Watch the Insanity of American School Drop-Off

The double-wide snake of cars in the parking lot didn't solve the problem. Via David Bruce/YouTube
The double-wide snake of cars in the parking lot didn't solve the problem. Via David Bruce/YouTube

This video nicely encapsulates how ridiculous American school transportation has become in the era of parental chauffeurs.
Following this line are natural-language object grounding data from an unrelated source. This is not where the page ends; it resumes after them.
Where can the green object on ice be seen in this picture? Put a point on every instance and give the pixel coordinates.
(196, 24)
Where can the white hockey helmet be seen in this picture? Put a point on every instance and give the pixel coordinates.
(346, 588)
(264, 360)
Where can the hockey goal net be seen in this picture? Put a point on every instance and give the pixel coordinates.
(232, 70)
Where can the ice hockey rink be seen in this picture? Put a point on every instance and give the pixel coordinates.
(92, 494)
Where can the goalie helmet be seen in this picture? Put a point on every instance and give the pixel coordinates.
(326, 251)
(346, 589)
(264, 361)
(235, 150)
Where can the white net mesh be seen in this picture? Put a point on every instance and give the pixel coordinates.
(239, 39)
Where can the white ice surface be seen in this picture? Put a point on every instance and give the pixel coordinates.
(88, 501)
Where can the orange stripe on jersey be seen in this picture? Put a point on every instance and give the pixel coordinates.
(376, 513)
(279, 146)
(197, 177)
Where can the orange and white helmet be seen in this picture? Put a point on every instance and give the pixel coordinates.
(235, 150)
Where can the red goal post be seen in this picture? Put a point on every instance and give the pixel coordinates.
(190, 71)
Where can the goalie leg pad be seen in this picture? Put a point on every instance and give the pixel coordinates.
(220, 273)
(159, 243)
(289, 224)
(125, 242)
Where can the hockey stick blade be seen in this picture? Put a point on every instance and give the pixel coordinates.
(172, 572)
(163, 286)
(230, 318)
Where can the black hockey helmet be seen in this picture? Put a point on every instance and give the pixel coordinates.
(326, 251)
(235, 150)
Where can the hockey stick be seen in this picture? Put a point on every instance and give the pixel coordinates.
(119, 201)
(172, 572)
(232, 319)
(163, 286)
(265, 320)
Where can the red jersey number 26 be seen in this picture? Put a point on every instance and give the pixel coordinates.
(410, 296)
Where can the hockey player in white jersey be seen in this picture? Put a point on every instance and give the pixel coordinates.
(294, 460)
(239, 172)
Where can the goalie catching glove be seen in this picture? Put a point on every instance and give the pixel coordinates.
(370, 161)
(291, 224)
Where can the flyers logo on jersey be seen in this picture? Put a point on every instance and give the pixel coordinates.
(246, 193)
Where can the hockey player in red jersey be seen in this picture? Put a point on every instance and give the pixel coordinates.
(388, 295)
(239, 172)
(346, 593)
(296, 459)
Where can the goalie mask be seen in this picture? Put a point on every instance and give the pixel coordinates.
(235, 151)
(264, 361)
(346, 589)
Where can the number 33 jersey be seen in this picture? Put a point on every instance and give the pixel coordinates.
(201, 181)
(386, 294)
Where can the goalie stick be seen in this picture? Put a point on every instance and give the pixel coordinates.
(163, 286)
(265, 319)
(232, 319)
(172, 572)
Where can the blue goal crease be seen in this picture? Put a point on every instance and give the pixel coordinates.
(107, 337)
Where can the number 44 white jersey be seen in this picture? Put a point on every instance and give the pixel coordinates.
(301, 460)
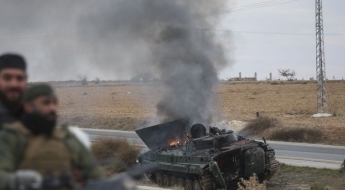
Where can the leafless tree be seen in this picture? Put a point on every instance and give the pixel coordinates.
(288, 73)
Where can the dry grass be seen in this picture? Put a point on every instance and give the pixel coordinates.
(125, 106)
(292, 176)
(251, 184)
(298, 134)
(120, 149)
(259, 126)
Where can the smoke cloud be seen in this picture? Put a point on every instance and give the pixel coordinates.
(162, 37)
(116, 39)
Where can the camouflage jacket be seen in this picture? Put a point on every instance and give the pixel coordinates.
(7, 117)
(13, 145)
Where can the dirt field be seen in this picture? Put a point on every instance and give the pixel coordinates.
(127, 105)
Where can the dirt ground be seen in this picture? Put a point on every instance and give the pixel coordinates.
(298, 178)
(125, 106)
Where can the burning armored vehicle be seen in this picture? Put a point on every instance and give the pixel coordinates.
(201, 160)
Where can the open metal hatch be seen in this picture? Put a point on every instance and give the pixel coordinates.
(163, 134)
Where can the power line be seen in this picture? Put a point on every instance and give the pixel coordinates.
(250, 7)
(76, 35)
(271, 33)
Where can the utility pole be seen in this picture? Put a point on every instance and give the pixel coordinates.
(320, 63)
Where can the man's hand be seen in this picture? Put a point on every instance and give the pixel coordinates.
(25, 179)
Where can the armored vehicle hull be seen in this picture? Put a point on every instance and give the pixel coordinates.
(216, 160)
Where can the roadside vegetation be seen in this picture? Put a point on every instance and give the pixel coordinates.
(273, 129)
(293, 177)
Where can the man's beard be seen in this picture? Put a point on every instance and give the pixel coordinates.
(11, 105)
(38, 123)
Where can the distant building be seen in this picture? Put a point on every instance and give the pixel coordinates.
(240, 78)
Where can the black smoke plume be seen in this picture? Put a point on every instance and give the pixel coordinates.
(162, 36)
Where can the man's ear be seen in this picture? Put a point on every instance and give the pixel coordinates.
(27, 107)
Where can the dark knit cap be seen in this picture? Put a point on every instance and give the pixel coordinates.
(12, 61)
(37, 90)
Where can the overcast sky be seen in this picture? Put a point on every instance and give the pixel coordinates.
(265, 53)
(263, 39)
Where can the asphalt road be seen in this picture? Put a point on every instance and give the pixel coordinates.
(299, 154)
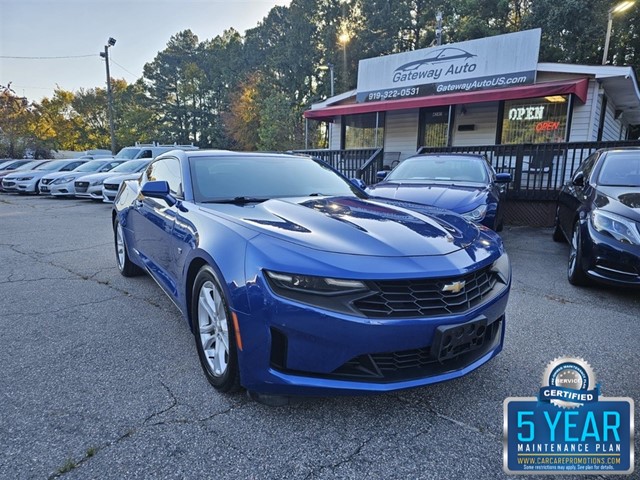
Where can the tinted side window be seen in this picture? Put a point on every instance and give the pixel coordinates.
(71, 166)
(587, 165)
(167, 169)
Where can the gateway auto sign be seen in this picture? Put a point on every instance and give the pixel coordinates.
(493, 62)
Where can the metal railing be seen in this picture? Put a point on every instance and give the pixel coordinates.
(362, 163)
(538, 171)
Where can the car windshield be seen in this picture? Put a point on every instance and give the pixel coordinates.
(30, 165)
(252, 177)
(440, 169)
(52, 166)
(14, 164)
(92, 166)
(131, 166)
(128, 153)
(621, 169)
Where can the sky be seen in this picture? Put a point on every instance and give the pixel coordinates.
(81, 28)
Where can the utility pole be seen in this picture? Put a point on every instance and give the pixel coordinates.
(110, 43)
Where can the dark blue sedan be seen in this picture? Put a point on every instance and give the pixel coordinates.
(464, 183)
(599, 213)
(294, 281)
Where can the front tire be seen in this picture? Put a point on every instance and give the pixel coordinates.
(557, 235)
(213, 331)
(575, 270)
(125, 265)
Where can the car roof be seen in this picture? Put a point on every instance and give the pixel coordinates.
(453, 154)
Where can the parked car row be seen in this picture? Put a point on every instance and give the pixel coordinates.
(598, 212)
(81, 178)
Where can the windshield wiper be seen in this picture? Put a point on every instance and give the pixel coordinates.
(237, 200)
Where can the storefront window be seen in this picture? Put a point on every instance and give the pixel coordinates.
(434, 127)
(535, 120)
(364, 131)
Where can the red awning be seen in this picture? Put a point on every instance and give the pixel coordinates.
(578, 87)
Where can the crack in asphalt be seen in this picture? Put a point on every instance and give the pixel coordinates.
(332, 466)
(37, 258)
(431, 410)
(144, 425)
(174, 403)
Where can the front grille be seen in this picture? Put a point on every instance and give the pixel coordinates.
(426, 297)
(81, 187)
(419, 362)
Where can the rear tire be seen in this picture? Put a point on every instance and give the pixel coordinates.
(575, 270)
(125, 265)
(214, 332)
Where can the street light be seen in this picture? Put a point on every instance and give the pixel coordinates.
(329, 66)
(621, 7)
(343, 39)
(110, 43)
(439, 28)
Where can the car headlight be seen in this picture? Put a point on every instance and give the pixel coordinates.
(620, 228)
(61, 180)
(502, 268)
(477, 214)
(314, 285)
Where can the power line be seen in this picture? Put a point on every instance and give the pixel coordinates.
(132, 74)
(48, 58)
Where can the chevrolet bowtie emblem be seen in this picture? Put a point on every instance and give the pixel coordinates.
(454, 287)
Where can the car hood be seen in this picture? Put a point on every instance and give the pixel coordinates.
(53, 176)
(459, 198)
(624, 200)
(122, 178)
(355, 226)
(92, 177)
(21, 173)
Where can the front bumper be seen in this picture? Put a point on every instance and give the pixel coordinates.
(293, 348)
(109, 193)
(93, 192)
(9, 186)
(62, 190)
(609, 261)
(28, 186)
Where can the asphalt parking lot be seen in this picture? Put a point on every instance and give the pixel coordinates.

It shows an experiment by the North Carolina Department of Transportation to keep school drop-off at Unionville Elementary School — located in a sprawling, semi-rural area outside Charlotte — from backing up onto the road that runs by it:

The experimental technique consists of the double lane of cars snaking through the parking lot. That was not enough, however, to keep traffic from spilling over. You can see the queue reach the roadway just before 7 a.m. and spill over onto the highway soon after. Also notice the five or so employees (or volunteers) helping get kids safely from the car door to the school entrance. That whole process takes almost an hour.
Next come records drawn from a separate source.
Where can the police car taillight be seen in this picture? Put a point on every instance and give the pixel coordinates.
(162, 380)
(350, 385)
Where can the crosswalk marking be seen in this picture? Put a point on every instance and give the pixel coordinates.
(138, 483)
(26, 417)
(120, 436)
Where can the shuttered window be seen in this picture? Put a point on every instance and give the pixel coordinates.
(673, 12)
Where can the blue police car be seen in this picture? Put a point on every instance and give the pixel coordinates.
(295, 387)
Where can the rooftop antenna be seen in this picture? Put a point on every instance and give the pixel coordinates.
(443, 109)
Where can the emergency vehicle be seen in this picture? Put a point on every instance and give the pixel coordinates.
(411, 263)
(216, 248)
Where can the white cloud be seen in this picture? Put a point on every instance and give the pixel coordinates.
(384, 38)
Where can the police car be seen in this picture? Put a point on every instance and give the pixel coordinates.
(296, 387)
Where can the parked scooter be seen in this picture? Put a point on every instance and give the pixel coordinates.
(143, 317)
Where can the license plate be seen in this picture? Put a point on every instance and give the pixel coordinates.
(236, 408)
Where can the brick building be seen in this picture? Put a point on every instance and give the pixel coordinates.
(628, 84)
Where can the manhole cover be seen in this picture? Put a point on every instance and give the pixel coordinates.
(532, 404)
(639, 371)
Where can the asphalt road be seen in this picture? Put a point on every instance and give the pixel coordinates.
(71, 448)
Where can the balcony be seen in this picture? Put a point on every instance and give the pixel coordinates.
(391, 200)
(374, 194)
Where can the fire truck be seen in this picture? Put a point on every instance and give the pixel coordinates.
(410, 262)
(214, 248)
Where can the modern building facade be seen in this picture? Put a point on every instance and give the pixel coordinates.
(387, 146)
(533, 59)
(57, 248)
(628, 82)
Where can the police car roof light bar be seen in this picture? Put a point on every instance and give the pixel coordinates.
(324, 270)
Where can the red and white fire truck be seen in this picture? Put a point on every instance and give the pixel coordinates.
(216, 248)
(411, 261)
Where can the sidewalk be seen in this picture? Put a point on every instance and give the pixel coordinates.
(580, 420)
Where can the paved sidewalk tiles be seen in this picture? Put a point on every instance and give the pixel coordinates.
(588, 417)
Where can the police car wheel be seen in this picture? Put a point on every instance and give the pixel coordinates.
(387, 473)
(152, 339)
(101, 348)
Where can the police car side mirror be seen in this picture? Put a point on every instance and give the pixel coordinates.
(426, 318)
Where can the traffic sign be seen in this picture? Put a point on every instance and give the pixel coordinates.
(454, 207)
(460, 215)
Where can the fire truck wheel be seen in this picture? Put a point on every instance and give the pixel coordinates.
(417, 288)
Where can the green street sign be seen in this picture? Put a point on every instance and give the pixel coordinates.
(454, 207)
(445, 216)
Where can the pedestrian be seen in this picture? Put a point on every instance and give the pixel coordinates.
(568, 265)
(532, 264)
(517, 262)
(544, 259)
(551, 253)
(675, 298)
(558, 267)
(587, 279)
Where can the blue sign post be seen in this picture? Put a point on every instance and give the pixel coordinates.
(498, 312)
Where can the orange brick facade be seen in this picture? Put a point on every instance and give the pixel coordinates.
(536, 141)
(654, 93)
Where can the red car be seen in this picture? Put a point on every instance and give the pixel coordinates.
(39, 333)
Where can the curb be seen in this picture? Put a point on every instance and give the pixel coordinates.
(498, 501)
David Bruce, who posted the video, says the NCDOT pilot was not deemed successful enough to continue permanently.

According to Bruce, Unionville does have school buses, but many parents think they come too early, so they drop their children off on their way to work. The school draws from a radius of about 15 miles, so not all kids could walk or bike even if it were safe to do so.

From the looks of it, no kids can walk or bike to Unionville Elementary school. Better planning can help avoid this kind of situation in many cases. Schools trying to avoid transportation headaches can site the school in a relatively walkable area, near more homes. Sidewalks and bike lanes, of course, also help.

  • belaroo

    Unbelievable. Very good example of how grownups really don’t know what’s good for them.

  • Mursu

    The shame of having to ride the bus to school. And no, I am not trolling or exaggerating. This started being the case 20 years ago, with bus-riding kids being ridiculed for riding the bus and has definitely only gotten worse over the past two decades.

    It’s not laziness, it’s worse. It’s peer pressure and social acceptance, the two building blocks of the high-school existence. Seems like it is expanding to elementary school as well.

  • megalass

    We have a new school in a new walk-friendly “new urbanism” neighborhood nearby. School buses are available for more distant kids. Yet every afternoon, there’s still a huge line of cars outside. Ridiculous.
    Given the demographics of the school, I suspect a lot of these parents are ferrying their kids to various after-school “enrichment” and athletic activities: because God forbid a kid should just go home and play or read or something.

  • whittx

    But only if it is a neighborhood school. If it is a charter or magnet school built into a walkable neighborhood you encounter the same problems.